# A Few Pictures of Starr and Friends



## StarrPup15 (Oct 6, 2009)

Here's starr as she discovered a body of water for the first time....









A lost Boston Terrier showed up at our house the other day. Starr had a great time playing with her until we found out where she lived and took her home. 









A couple of Starr and her bigger buddies, Kodi and Rommel


----------



## DaneMama (Jun 27, 2008)

Those are GREAT photos. That Boston Terrier actually has a tail...


----------



## StarrPup15 (Oct 6, 2009)

danemama08 said:


> Those are GREAT photos. That Boston Terrier actually has a tail...


Thanks! That terrier was a funny dog. I was getting ready to take Starr to the dog park and she was running around in the street in front of the house. so needless to say, Starr didn't get to the park that morning. 
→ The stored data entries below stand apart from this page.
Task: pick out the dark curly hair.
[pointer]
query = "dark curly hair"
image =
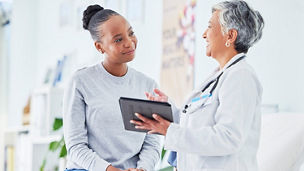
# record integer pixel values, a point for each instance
(93, 17)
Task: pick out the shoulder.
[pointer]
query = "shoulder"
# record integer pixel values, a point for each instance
(85, 72)
(239, 70)
(240, 75)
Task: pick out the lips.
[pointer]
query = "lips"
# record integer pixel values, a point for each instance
(129, 52)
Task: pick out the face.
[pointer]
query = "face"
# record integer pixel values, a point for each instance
(118, 40)
(214, 37)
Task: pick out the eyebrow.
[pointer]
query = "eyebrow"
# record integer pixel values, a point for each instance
(117, 35)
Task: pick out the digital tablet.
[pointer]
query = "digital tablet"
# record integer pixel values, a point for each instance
(130, 106)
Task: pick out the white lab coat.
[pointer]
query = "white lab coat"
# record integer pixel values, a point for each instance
(220, 133)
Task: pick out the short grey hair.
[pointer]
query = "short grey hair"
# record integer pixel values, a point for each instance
(248, 23)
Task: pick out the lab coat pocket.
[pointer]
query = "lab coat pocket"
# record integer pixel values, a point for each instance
(216, 163)
(199, 105)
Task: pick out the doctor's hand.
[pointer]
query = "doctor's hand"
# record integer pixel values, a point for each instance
(161, 97)
(159, 125)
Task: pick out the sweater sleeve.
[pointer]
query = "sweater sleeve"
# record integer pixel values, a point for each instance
(75, 130)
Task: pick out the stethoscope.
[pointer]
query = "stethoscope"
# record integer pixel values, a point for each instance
(216, 80)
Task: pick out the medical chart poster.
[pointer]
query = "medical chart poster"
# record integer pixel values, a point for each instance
(178, 43)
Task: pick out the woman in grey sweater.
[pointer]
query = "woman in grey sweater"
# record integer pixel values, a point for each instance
(93, 128)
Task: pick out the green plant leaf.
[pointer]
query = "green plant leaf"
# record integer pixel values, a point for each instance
(169, 168)
(163, 153)
(57, 124)
(63, 151)
(54, 145)
(43, 165)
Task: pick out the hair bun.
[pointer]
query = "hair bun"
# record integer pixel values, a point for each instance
(88, 14)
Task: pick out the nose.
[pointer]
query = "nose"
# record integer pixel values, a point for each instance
(205, 34)
(129, 43)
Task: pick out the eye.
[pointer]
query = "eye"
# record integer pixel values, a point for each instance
(131, 33)
(118, 40)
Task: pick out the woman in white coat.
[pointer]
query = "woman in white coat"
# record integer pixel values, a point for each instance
(219, 127)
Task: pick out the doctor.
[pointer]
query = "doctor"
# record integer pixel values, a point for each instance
(219, 127)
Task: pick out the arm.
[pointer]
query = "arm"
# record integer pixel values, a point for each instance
(75, 131)
(150, 152)
(238, 98)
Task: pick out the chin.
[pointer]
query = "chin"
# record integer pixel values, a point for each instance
(130, 58)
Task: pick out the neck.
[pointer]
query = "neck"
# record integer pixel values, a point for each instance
(115, 69)
(225, 58)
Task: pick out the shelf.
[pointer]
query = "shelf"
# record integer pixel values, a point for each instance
(46, 140)
(21, 129)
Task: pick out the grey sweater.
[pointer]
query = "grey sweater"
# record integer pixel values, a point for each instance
(93, 128)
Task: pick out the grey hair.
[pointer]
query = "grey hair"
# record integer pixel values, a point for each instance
(248, 23)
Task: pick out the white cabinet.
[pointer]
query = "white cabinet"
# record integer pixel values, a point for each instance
(29, 144)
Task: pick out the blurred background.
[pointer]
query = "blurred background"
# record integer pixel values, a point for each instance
(42, 43)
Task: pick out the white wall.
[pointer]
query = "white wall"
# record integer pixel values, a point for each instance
(22, 60)
(277, 57)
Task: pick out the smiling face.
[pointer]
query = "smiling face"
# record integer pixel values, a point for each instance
(118, 40)
(214, 37)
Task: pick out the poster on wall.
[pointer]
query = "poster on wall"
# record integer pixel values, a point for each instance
(178, 37)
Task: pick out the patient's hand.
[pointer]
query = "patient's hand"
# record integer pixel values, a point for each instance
(133, 169)
(111, 168)
(161, 97)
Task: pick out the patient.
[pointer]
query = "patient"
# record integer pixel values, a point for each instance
(93, 128)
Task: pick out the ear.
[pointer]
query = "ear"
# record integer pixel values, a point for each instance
(232, 35)
(99, 46)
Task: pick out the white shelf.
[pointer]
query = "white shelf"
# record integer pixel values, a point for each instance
(21, 129)
(46, 140)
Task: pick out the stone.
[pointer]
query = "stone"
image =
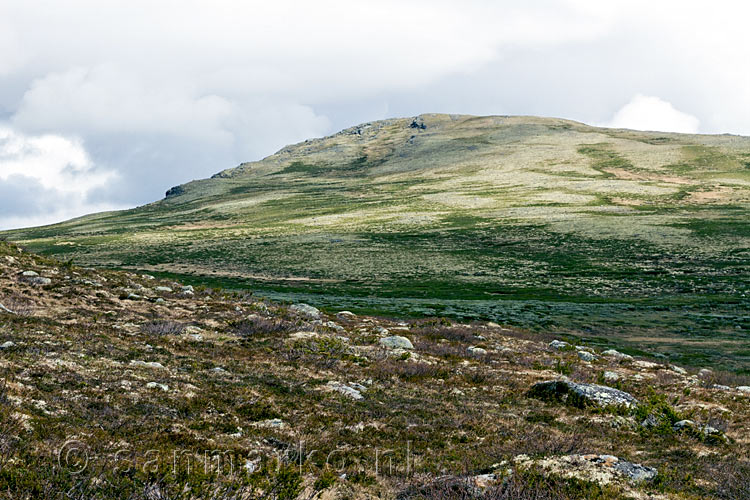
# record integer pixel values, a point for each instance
(396, 342)
(683, 424)
(477, 351)
(586, 356)
(559, 345)
(611, 353)
(581, 395)
(346, 315)
(650, 421)
(305, 310)
(147, 364)
(346, 390)
(39, 281)
(678, 369)
(646, 365)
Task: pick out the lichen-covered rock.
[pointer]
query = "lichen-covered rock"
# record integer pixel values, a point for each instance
(396, 342)
(582, 395)
(305, 310)
(586, 356)
(559, 345)
(611, 353)
(352, 391)
(601, 469)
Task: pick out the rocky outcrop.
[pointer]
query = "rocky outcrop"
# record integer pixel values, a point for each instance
(581, 395)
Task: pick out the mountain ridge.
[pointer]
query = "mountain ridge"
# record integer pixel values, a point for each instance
(536, 222)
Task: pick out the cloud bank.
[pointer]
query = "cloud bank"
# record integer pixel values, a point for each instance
(108, 104)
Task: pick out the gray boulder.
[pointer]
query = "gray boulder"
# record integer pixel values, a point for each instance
(396, 342)
(586, 356)
(611, 353)
(582, 395)
(559, 345)
(305, 310)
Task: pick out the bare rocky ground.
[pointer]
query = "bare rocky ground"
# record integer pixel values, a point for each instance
(118, 385)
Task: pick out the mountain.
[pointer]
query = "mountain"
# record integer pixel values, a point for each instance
(637, 238)
(122, 385)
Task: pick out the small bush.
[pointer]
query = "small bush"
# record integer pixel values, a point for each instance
(160, 328)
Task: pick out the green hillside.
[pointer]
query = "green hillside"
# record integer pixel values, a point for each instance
(634, 237)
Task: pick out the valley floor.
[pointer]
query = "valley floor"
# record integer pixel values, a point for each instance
(120, 385)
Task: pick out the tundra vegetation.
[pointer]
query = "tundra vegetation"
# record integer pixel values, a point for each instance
(636, 239)
(120, 385)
The terrier, named Candy, did have it's county tag, so i was able to cal and get the owners information. The dogs had a great time playing in the back yard while was investigating how to get her to her owner. It turned out she lived about 1/2 mile away, so we walked her home.


----------



## wags (Jan 31, 2009)

Such cute photos and its a play date FUNNNNNNNNNN!!!!!!!!!!!!!!!!!!!!:biggrin:


----------



## wolfsnaps (Oct 7, 2009)

I love the first pic "What IS that?" lol. Nice loooking dog!


----------